Three leaders of the Council for Volunteer Americans met for 15 minutes with Cabinet Secretary Craig Fuller, who told United Press International there is 'no intention' to fire Watt for his remarks last week referring to a special Interior Department commission as having 'a black, a woman, two Jews and a cripple.'
The polio victim, Bob Brostrom of Annandale, Va., said Watt was unfairly attacked. 'The press and the ecology bureaucrats have concentrated on getting Watt no matter what the cost,' he said.
Asked if Watt's remarks would harm President Reagan's and other Republicans' election chances, Brostrom said, 'We're not interested in politics.
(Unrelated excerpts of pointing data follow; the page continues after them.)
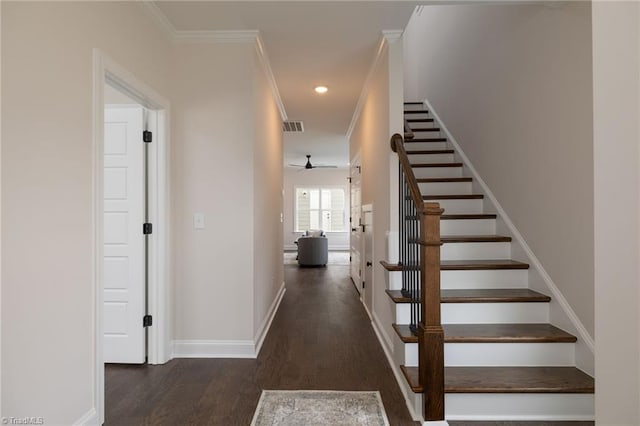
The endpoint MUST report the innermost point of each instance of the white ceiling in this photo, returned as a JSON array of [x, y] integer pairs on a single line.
[[332, 43]]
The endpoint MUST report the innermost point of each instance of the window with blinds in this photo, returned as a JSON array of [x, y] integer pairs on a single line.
[[320, 208]]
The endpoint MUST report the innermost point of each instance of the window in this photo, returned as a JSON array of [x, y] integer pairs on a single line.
[[320, 208]]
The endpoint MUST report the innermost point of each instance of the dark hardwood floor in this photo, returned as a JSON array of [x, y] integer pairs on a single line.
[[321, 338]]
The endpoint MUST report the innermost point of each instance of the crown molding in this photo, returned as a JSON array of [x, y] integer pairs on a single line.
[[242, 36], [266, 66], [392, 35], [382, 44]]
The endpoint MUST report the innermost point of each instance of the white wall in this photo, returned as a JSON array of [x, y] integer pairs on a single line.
[[48, 358], [315, 177], [212, 170], [268, 268], [616, 108], [377, 121], [513, 85]]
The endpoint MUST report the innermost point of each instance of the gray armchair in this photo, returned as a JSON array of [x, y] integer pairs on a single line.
[[313, 250]]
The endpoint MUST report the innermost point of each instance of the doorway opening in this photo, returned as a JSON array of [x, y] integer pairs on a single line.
[[131, 229]]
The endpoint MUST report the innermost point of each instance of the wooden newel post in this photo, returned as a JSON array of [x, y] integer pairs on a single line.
[[430, 333]]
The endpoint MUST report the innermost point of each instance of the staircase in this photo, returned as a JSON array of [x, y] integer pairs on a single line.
[[502, 359]]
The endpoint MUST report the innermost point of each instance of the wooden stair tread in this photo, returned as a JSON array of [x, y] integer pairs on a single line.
[[492, 295], [494, 333], [425, 165], [517, 380], [468, 216], [425, 140], [508, 380], [488, 295], [437, 180], [453, 197], [475, 239], [419, 120], [433, 151], [462, 265]]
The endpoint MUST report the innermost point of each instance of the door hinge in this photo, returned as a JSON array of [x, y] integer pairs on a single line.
[[147, 321]]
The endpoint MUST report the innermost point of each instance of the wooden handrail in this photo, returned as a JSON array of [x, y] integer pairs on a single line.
[[430, 332]]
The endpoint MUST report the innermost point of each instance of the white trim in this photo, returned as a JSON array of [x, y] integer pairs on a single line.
[[557, 294], [160, 19], [386, 37], [106, 70], [89, 418], [216, 36], [382, 44], [213, 349], [266, 65], [379, 330], [266, 324]]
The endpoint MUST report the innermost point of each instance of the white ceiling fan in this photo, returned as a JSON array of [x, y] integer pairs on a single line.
[[310, 166]]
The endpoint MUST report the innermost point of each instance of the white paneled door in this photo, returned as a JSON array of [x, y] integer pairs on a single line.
[[124, 244]]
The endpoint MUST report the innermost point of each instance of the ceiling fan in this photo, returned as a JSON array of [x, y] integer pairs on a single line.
[[310, 166]]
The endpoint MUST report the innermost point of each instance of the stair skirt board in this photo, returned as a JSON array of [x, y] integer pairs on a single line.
[[543, 354], [519, 406], [468, 227], [483, 313], [438, 188], [475, 251], [510, 278]]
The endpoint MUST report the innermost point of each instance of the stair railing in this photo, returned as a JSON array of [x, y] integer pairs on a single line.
[[419, 258]]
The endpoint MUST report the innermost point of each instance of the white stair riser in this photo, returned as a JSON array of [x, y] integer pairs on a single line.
[[437, 188], [483, 313], [426, 172], [490, 278], [395, 280], [500, 354], [519, 406], [430, 158], [460, 206], [475, 251], [414, 107], [468, 227], [425, 146], [415, 115]]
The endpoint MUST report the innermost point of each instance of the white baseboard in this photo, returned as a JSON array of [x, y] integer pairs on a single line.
[[532, 259], [213, 349], [395, 368], [266, 324], [90, 418], [229, 348]]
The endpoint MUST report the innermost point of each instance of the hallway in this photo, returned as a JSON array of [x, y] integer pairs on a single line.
[[321, 338]]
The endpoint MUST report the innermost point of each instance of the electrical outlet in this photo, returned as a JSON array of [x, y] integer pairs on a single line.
[[198, 220]]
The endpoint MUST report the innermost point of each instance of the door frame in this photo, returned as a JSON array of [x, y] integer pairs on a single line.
[[106, 70]]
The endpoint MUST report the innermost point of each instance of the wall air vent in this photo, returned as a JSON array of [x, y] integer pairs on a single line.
[[293, 126]]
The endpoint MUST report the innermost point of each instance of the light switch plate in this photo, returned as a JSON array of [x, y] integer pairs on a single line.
[[198, 220]]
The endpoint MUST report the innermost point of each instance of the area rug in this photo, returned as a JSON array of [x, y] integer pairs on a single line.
[[335, 408], [335, 258]]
We're interested in justice.'
Fuller said he explained to the three that Reagan had accepted Watt's apology. 'There's no intention to do anything else at this point but to work with him (Watt),' Fuller said.
Brostrom said Watt has helped the handicapped by making national parks and monuments more accessible to them.
'We don't think with some of the examples we have in Congress of congressmen committing criminal acts and still sitting, that Jim Watt should be thrown out for saying a word that's interchangeable with 'handicapped' or 'disabled,'' Brostrom said.
'I think the word 'cripple,' in a way, in our society, is similar to the use of the words 'colored' or 'Negro,'' Brostrom said.
He said if Watt is to be fired for using the word 'crippled,' hospitals around the country for 'crippled children' should change their names.
Brostrom, 32, an unsuccessful GOP candidate for the state House, said the petition effort had been under way since spring when Watt raised the ire of music fans by suggesting the Beach Boys drew the wrong element to Washington's annual July Fourth festivities.
Earlier, Brostrom said he thought Watt was 'trying to make a crack at affirmative action and quota systems' with his remark.
'I'm thinking of forming 'Handicapped Beach Boys Fans for Watt,'' said Brostrom, adding that he thinks overall Watt has done a good job. He noted that access to National Parks under Watt's tenure has improved and Watt recently was given an award for bettering handicapped facilities at parks.
'I think overall ... what he's trying to do is move this country in the direction of energy independence and at the same time see that the environment is preserved. It's a delicate balance,' said Brostrom.
'The fact that most of the national parks and monuments which are under Watt's direction are now accessible to the handicapped is a tribute to the Interior Department and to previous secretaries of the Interior,' he said.
Over 100 newspapers carried the report on their front page but also had
printed reports from the UPI.
Eugene Delgaudio, as president of Council of Volunteer Americans
mailed 5,000 copies of Ron Arnolds book on Watt, which doubled
national circulation at the time.
Ron Arnold's At the Eye of the Storm: James Watt and the Environmentalists (Regnery-Gateway, 282 pp., $14.95) is a book about contemporary politics. Arnold's immediate aim is to defend Jim Watt, our embattled Secretary of the Interior, from at tacks that are really aimed at Ronald Reagan. But the deeper intention of the book is to challenge the extreme modern breed of environmentalist on religious grounds. It is this aspect that will give the book its lasting value.